Quote from: GoldenSiren;74872

As I said before, (and other commenters have mentioned) it might have something useful or important to tell you. I wish you luck with the spirit.

 
I had a pretty similar experience to this about 10yrs ago. I moved into an apartment that I absolutely loved. There was no untoward feeling at all when I inspected it and I never felt uncomfortable in this apartment. But after some months as I was going through a lot of emotional trauma things started to show up in this apartment. It started in my bedroom where I would just feel 'disturbed' in my bed. Often in that twilight zone between sleep and wakefulness I'd hear voices, sometimes music and a disturbance like the air was somehow denser in this one part of the room.

This culminated in a couple of episodes. One evening while sitting my loungeroom I became suddenly cold. Not just chilly by a sudden and total drop in my body temperature to the point where my hands felt icy within seconds and it was the middle of summer. I asked my bf at the time to feel my hands and he could feel them like ice as well. I closed my eye's focused and told it to go away. It moved away from me but not out of the house. I got up and moved towards the front door and could clearly feel it standing there. It was just a heaviness about the air in that location I knew it was there.

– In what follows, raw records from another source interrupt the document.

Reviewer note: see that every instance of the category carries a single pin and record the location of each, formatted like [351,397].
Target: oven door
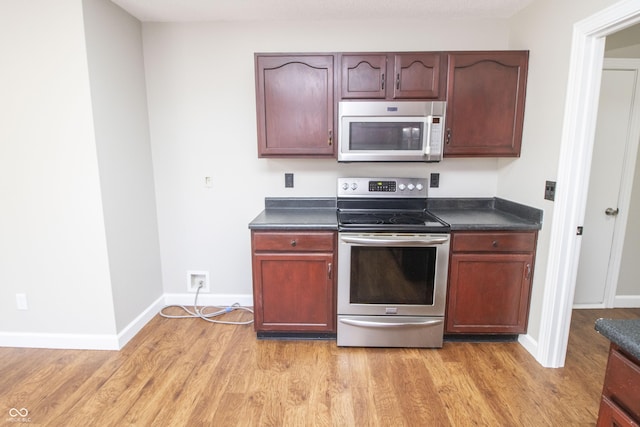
[392,274]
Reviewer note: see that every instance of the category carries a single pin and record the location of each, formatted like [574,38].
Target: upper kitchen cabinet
[485,103]
[390,75]
[295,105]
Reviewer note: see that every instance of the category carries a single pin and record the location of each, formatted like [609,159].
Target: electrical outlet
[550,190]
[288,180]
[197,280]
[434,180]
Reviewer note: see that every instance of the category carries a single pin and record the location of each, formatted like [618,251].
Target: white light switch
[21,302]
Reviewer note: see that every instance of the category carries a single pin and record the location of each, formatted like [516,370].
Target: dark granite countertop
[297,214]
[485,214]
[460,213]
[623,332]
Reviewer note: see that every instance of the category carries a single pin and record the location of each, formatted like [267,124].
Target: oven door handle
[370,324]
[395,241]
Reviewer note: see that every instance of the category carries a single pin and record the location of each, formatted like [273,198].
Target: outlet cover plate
[195,278]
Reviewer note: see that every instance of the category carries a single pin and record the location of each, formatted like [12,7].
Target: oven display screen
[384,186]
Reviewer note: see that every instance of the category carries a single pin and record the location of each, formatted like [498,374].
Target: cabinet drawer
[622,383]
[293,241]
[493,242]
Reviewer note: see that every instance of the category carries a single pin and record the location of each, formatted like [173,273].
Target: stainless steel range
[393,258]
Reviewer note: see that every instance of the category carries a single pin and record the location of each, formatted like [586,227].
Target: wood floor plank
[189,372]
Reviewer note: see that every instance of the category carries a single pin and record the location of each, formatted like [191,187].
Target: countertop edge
[625,333]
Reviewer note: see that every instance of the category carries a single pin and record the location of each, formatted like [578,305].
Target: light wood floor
[192,373]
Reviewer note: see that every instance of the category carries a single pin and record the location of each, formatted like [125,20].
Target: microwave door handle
[427,146]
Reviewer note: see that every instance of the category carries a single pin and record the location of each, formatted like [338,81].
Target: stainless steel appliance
[388,131]
[393,258]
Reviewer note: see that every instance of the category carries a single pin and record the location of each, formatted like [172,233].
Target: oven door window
[392,275]
[386,136]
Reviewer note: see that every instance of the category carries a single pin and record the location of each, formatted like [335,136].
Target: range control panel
[383,187]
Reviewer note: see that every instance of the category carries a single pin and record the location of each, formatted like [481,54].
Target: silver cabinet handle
[612,212]
[370,324]
[395,241]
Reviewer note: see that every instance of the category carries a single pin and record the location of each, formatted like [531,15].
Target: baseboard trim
[139,322]
[626,301]
[60,341]
[529,344]
[214,300]
[82,341]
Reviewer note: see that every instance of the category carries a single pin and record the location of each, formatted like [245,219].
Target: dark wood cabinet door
[485,103]
[416,75]
[489,293]
[294,292]
[295,105]
[363,76]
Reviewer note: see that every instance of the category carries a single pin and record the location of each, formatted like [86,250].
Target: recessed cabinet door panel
[294,292]
[416,76]
[489,293]
[485,103]
[295,105]
[364,76]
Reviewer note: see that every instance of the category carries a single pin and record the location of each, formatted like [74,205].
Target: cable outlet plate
[197,279]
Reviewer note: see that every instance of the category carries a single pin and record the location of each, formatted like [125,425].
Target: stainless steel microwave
[388,131]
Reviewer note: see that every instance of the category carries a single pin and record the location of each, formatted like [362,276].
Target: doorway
[587,55]
[610,192]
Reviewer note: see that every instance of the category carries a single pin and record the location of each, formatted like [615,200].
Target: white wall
[52,240]
[624,44]
[201,90]
[116,74]
[545,27]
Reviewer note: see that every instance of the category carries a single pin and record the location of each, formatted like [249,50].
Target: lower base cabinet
[294,281]
[490,279]
[620,404]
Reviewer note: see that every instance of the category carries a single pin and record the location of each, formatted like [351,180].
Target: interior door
[599,257]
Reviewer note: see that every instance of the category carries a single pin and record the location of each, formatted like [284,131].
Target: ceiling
[287,10]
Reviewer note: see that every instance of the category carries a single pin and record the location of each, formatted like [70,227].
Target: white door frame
[623,200]
[576,147]
[626,184]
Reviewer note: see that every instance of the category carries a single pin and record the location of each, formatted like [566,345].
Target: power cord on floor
[201,312]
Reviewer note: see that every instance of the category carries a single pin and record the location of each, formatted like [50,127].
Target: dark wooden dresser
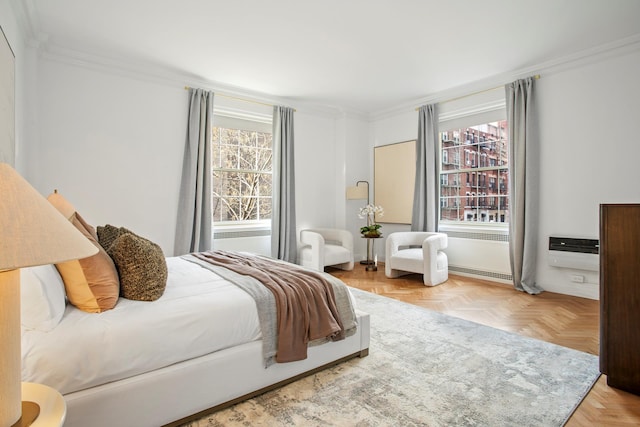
[620,295]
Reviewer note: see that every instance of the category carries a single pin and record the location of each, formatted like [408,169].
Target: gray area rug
[429,369]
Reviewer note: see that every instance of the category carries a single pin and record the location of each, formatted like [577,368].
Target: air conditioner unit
[579,254]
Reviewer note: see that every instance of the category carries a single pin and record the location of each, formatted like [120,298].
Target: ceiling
[356,55]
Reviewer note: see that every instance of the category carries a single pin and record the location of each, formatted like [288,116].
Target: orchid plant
[370,212]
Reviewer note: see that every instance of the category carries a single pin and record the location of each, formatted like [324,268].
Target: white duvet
[199,313]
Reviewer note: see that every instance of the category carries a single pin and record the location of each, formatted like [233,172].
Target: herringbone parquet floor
[561,319]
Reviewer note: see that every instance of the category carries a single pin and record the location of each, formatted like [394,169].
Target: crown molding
[578,59]
[167,76]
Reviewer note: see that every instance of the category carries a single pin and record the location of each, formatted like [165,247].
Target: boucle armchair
[417,252]
[321,247]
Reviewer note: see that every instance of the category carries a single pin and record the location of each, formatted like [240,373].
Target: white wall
[11,29]
[590,153]
[112,143]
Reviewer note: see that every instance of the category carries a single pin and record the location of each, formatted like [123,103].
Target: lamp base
[30,411]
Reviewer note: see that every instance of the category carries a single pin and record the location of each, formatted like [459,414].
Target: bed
[196,349]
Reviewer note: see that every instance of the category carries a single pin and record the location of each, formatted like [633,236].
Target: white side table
[53,408]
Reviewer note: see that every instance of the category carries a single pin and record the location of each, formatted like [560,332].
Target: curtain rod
[536,77]
[237,98]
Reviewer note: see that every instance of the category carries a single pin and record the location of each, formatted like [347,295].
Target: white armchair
[417,252]
[320,247]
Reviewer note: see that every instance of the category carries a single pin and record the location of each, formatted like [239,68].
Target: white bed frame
[187,390]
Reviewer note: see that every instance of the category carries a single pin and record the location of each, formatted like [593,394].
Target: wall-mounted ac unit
[579,254]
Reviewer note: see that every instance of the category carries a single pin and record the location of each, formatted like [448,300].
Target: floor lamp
[360,192]
[32,232]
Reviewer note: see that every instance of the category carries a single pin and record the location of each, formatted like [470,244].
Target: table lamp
[32,232]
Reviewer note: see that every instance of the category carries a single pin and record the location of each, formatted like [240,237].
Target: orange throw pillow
[92,283]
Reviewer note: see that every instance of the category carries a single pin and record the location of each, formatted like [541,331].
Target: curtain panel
[524,167]
[194,225]
[284,240]
[424,216]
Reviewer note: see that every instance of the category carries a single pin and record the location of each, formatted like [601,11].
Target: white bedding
[86,350]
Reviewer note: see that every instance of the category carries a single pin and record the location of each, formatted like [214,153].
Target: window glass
[468,191]
[242,172]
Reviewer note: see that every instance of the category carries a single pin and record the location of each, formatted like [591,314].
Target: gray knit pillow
[141,266]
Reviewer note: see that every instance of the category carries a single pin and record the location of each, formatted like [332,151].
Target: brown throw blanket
[305,302]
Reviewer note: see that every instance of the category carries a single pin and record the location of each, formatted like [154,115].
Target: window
[481,203]
[242,171]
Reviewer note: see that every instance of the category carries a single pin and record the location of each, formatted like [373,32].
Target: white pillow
[42,297]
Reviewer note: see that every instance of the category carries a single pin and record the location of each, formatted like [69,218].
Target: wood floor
[561,319]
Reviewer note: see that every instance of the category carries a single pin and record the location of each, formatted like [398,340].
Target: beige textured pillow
[141,264]
[91,284]
[107,234]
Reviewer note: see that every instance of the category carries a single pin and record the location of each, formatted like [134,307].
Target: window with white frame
[477,199]
[242,171]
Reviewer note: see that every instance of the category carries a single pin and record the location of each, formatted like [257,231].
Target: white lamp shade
[32,231]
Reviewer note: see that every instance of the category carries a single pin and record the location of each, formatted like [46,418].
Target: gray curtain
[194,226]
[524,167]
[283,217]
[424,216]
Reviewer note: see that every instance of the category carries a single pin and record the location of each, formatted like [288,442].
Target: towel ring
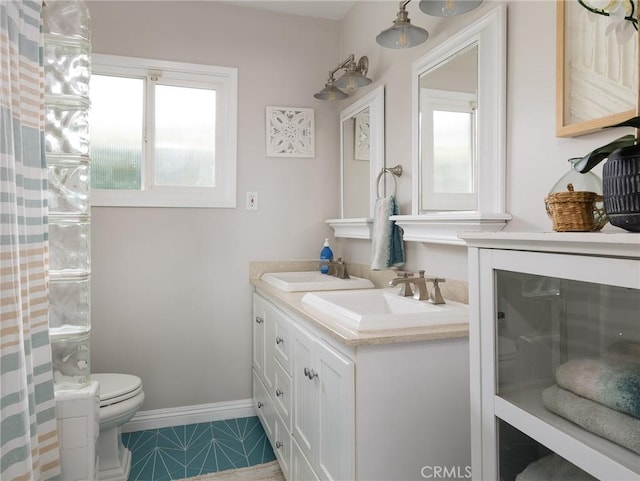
[395,171]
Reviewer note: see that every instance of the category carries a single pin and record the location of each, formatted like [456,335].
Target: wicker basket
[575,211]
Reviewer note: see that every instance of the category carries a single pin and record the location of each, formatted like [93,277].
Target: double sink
[354,303]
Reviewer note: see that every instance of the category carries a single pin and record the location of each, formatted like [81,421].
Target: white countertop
[293,301]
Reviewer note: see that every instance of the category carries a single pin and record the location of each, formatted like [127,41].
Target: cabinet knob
[310,373]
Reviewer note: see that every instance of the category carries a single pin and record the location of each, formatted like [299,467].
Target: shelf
[601,458]
[605,243]
[352,228]
[445,227]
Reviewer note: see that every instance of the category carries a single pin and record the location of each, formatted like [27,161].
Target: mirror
[356,162]
[361,160]
[458,134]
[599,70]
[448,103]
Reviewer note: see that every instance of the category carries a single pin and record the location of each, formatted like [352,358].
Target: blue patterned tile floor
[181,452]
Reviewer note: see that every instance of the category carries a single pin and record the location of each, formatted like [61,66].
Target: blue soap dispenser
[326,255]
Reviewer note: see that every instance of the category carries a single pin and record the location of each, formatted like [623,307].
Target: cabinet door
[282,339]
[282,446]
[336,439]
[282,394]
[270,330]
[301,470]
[305,397]
[323,422]
[264,407]
[258,334]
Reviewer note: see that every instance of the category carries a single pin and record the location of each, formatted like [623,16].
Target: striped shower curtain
[28,434]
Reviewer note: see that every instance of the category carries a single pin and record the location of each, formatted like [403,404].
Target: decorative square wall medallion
[361,136]
[290,132]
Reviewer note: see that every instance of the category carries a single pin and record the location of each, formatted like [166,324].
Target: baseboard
[181,416]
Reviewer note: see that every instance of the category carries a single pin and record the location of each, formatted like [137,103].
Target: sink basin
[312,281]
[375,309]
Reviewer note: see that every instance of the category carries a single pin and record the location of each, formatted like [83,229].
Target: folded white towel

I banished it again and it was gone, my body temperature returned to normal.

A little while later I was snoozing in my bedroom in the late afternoon. I was between sleep and wakefulness when I clearly heard a male voice say 'you win'. And I came back into immediate wakefulness. I had placed a chunk of snowflake obsidian under my bed where the heavy and dense air often was and I never had a similar experience in that apartment again.

The strange thing is, I never at any stage felt scared of whatever this was. I didn't want it there and it disturbed me, sure but I felt no fear. And I was always calm and very decisive about what I wanted and my absolute right to have my home to myself.

Looking back now I think it was my emotional state that drew this to me more than anything else. It had a density about it that felt very similar to my own emotions. There was no threat just a feeling of oppression, which is definately how I felt about my life at that stage. I was with a boyfriend who wasn't any good for me yet for reasons not really logical I wasn't able to give him up either. I often had episodes of feeling manic and very possessive of this man. I knew he was being deceitful with me but the desire to break free wasn't there. When I did finally break it off with him I just felt enormous relief.